Escape Rating B+: I read this one on a plane, and completely lost track of where I was or just how much turbulence we hit. I got a copy of this last year when it came out, but for some reason lost track of it at the time. Now that the next book in the series, Thief’s Mark, is due out, it felt like time to pick this back up. And I’m glad I did.

Like so many mystery series, a big part of what makes Sharpe and Donovan isn’t due to Sharpe and Donovan, but rather to the group of people who surround them, and occasionally (or not so occasionally) help and/or hinder them in their investigations. They are smart and interesting people to follow, and they surround themselves with equally smart and interesting people. And as usual, while the wedding and the investigation are proceeding, some of those people have separate crises of their very own to add to the mix.

As families do. Because that’s what these people have become to each other, family.

The case is really all about Gordy Wheelock’s last hurrah. He made a hell of a mistake before he retired, and it’s cost him. Perhaps not enough.

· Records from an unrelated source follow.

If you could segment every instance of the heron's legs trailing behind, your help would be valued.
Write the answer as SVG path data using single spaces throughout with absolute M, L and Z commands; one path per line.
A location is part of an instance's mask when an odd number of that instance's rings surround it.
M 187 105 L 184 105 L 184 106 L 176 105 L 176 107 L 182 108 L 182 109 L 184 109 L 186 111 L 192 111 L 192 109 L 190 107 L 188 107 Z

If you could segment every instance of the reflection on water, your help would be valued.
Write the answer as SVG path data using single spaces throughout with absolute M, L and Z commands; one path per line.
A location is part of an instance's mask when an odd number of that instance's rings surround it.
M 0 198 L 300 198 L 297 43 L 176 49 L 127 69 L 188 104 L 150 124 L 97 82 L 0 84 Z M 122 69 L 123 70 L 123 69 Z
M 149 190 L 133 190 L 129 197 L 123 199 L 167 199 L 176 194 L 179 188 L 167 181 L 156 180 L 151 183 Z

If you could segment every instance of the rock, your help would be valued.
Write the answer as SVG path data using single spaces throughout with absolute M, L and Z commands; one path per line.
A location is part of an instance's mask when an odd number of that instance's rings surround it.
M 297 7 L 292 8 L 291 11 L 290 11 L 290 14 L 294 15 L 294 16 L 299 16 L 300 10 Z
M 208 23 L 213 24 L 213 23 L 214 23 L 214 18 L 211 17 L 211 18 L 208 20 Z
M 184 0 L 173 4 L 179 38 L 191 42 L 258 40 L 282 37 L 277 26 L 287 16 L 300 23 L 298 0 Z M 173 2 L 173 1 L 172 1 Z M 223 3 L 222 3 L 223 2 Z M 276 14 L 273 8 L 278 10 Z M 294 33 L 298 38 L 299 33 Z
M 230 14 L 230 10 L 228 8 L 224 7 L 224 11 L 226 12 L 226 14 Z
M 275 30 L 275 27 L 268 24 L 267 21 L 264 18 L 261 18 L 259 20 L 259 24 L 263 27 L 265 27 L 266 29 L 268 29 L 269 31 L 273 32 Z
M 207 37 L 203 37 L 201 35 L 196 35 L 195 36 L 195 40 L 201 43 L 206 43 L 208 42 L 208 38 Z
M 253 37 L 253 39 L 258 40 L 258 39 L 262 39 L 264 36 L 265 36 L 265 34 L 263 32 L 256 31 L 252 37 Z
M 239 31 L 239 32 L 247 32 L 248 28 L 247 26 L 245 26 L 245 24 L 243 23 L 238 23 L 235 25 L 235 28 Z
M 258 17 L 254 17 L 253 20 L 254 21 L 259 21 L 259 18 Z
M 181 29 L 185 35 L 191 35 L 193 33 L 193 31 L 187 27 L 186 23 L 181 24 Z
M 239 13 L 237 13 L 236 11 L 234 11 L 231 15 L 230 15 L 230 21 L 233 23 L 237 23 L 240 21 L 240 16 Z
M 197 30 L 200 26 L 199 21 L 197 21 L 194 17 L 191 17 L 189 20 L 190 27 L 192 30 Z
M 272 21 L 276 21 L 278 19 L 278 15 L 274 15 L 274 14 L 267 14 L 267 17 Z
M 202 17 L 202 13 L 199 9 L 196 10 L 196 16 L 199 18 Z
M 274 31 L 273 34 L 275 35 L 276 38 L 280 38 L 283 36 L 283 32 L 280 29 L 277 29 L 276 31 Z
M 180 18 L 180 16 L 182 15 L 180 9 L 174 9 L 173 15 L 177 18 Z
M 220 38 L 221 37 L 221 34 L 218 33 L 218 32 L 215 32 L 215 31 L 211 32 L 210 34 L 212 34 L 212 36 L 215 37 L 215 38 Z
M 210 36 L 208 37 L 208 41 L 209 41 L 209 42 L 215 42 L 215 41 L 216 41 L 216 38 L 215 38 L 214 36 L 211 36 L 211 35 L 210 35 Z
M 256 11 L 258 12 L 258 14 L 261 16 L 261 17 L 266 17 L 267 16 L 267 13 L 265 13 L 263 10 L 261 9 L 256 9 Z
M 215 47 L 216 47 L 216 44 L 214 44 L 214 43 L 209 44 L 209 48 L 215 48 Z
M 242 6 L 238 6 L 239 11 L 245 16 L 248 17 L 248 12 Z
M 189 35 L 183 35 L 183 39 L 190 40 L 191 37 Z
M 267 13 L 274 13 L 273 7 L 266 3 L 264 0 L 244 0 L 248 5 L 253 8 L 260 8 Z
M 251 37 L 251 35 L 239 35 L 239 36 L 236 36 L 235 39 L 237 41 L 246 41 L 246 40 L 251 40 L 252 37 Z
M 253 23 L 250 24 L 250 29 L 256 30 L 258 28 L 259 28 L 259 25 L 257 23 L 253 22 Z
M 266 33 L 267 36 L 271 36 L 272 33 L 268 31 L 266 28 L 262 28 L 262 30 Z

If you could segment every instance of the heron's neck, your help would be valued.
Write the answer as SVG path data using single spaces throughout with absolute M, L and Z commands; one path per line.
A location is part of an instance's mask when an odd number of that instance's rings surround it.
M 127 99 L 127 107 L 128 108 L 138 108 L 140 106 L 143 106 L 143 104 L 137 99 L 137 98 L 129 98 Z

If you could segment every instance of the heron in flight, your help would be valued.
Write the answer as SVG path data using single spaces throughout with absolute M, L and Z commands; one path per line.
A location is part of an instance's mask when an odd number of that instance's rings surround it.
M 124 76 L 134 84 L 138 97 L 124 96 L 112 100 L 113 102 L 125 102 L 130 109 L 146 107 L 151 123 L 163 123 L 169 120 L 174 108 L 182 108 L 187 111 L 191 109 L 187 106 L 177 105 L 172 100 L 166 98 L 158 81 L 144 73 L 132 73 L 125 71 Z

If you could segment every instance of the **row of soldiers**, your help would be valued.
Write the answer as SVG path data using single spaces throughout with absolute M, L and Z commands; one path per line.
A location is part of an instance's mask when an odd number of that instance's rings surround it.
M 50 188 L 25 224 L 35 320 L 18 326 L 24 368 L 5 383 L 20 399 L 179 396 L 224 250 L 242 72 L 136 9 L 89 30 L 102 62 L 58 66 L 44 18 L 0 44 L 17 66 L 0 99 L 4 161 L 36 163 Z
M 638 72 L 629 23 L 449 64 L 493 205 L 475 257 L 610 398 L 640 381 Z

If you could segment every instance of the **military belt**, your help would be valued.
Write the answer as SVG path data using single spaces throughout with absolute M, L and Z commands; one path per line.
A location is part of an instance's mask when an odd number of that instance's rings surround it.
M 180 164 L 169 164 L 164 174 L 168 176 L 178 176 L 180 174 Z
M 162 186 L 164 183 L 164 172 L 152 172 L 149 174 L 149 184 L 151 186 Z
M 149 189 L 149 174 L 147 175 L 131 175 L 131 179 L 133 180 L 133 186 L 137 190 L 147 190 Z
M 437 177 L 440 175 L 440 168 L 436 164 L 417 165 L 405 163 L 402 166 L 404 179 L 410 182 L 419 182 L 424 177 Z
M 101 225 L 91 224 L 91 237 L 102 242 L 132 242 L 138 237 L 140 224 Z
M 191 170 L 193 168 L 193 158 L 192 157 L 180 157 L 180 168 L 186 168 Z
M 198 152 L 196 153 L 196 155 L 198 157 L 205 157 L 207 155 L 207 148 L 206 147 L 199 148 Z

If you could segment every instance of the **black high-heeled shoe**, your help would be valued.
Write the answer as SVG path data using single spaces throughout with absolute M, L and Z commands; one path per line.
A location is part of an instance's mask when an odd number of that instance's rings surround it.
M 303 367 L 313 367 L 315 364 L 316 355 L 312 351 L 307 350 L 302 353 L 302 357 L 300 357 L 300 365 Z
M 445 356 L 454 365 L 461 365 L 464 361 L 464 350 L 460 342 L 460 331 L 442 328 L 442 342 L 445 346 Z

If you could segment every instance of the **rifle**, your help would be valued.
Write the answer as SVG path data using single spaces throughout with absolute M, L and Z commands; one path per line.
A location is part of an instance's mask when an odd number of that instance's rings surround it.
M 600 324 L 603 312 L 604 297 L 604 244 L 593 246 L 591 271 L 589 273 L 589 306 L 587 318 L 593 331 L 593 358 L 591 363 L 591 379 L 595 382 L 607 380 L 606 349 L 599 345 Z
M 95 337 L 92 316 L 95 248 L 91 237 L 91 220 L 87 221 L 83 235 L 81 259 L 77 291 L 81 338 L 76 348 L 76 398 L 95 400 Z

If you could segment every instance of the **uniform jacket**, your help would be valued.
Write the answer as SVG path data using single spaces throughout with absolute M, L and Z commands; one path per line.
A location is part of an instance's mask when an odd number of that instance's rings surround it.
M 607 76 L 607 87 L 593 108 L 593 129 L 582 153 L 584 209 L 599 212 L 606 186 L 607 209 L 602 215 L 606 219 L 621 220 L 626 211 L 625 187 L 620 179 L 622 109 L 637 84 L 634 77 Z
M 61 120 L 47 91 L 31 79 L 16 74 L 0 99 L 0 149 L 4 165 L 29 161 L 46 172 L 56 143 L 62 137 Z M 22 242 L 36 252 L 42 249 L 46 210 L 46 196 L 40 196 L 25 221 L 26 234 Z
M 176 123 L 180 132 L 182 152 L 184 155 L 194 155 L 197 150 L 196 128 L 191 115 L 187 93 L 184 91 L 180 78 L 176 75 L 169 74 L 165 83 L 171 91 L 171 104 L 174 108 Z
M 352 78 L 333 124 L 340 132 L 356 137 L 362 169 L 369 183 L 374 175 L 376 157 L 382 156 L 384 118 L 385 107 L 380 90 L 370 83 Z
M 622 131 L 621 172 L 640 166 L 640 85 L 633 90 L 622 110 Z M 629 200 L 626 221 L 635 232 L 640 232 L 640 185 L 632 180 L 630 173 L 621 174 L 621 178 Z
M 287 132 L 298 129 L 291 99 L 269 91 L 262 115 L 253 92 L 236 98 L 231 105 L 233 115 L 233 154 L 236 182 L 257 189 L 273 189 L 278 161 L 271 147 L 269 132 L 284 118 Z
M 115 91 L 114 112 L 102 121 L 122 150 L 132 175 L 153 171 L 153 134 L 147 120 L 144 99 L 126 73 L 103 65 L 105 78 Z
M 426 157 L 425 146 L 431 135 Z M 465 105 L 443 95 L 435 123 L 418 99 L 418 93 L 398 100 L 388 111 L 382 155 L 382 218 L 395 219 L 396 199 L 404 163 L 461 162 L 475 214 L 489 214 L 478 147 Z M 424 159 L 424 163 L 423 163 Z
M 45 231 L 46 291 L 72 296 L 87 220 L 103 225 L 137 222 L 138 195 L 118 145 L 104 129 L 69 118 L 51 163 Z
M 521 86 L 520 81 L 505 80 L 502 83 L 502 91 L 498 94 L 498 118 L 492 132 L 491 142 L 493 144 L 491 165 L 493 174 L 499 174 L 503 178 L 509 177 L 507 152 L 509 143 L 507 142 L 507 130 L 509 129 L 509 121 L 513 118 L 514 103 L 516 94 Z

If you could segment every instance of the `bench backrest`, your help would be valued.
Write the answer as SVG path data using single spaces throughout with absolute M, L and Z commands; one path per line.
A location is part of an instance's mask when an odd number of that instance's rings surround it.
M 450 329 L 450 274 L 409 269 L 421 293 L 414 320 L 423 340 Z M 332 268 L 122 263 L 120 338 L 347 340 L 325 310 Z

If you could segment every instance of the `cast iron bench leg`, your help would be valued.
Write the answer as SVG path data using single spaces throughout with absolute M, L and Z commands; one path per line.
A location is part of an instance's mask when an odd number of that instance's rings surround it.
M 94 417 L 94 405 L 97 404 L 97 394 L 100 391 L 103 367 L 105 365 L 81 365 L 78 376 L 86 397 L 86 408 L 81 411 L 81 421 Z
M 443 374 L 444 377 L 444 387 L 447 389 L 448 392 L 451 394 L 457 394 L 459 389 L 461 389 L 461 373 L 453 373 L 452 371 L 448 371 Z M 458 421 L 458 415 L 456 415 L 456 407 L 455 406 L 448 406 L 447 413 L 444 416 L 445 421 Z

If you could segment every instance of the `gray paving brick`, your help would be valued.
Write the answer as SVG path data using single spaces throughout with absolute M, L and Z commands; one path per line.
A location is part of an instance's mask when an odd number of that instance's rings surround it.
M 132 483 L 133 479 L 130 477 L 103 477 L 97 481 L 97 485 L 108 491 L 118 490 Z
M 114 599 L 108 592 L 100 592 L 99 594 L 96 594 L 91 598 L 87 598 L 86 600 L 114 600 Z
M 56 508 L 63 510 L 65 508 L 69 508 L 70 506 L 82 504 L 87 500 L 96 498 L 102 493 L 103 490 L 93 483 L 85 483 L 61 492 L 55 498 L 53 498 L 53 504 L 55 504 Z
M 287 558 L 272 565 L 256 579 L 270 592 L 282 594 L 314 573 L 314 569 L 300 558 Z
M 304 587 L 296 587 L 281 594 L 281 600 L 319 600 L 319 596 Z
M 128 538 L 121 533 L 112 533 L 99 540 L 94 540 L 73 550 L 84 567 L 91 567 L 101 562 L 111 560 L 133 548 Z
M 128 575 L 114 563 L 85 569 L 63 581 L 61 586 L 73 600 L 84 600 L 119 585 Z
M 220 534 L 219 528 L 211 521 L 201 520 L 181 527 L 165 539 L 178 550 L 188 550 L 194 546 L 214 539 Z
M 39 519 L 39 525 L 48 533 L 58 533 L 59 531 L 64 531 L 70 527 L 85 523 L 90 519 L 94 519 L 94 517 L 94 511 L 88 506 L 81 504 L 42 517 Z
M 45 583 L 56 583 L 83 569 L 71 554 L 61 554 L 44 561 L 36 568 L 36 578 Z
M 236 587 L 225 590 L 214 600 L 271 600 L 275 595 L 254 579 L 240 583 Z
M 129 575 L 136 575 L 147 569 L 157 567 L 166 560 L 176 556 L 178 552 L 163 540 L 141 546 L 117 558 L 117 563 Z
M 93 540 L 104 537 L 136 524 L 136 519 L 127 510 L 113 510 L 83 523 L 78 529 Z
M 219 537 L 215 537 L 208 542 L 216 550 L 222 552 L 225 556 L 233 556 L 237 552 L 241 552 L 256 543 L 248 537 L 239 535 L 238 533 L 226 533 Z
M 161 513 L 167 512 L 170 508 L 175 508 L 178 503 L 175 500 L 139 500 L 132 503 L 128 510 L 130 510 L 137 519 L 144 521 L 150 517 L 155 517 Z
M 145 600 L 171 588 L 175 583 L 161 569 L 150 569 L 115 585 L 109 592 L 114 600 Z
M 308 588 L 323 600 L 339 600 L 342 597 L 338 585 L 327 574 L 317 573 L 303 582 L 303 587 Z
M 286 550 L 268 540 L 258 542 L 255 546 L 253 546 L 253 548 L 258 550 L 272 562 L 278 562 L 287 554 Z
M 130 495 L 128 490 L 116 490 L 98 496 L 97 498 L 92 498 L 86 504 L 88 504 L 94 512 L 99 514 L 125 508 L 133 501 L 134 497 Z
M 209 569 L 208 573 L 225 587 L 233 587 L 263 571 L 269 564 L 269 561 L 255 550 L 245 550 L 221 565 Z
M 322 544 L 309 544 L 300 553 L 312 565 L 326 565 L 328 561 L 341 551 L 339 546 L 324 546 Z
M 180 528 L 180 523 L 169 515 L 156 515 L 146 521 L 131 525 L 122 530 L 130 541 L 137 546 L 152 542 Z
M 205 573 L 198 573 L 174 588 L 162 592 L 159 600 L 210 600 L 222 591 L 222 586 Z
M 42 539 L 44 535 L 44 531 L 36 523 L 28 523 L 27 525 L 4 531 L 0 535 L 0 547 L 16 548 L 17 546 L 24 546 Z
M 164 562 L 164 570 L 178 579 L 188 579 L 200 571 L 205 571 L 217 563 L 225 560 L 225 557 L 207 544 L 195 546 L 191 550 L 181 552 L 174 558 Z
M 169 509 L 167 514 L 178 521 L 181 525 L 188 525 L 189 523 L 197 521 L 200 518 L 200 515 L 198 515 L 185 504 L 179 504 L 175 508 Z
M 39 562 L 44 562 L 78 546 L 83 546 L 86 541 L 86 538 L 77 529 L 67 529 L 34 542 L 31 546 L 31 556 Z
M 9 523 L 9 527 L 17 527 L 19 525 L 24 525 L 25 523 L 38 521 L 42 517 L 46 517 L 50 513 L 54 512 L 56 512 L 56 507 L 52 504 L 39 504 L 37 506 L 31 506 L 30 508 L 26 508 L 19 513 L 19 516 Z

But part of what Emma is investigating is cooked up by her grandfather and her frenemy Oliver York. Wendell Sharpe and Oliver are on the trail of someone who is stealing ancient mosaics and getting them onto the market with fake provenance. Basically, someone is money laundering, with mosaics substituting for money. The comparison is to “conflict diamonds” because these ancient artifacts are being expropriated from places where they shouldn’t and putting the money into the hands of people who underwrite terrorism.

But Wendell and Oliver are playing a dangerous game, particularly since they, as well as Gordy, leave Emma and the FBI out of their loop. It’s a misstep that will result in more bodies, more disruption, and less trust. Not a good combination. But it is a fascinating one.

In the end, the criminals do get unmasked, and Emma and Colin manage to get married. I am very happy to say, however, that this is not the end of their adventures. Thief’s Mark is coming in August. After all, Emma and Colin could not possibly have expected to have an uninterrupted honeymoon, could they?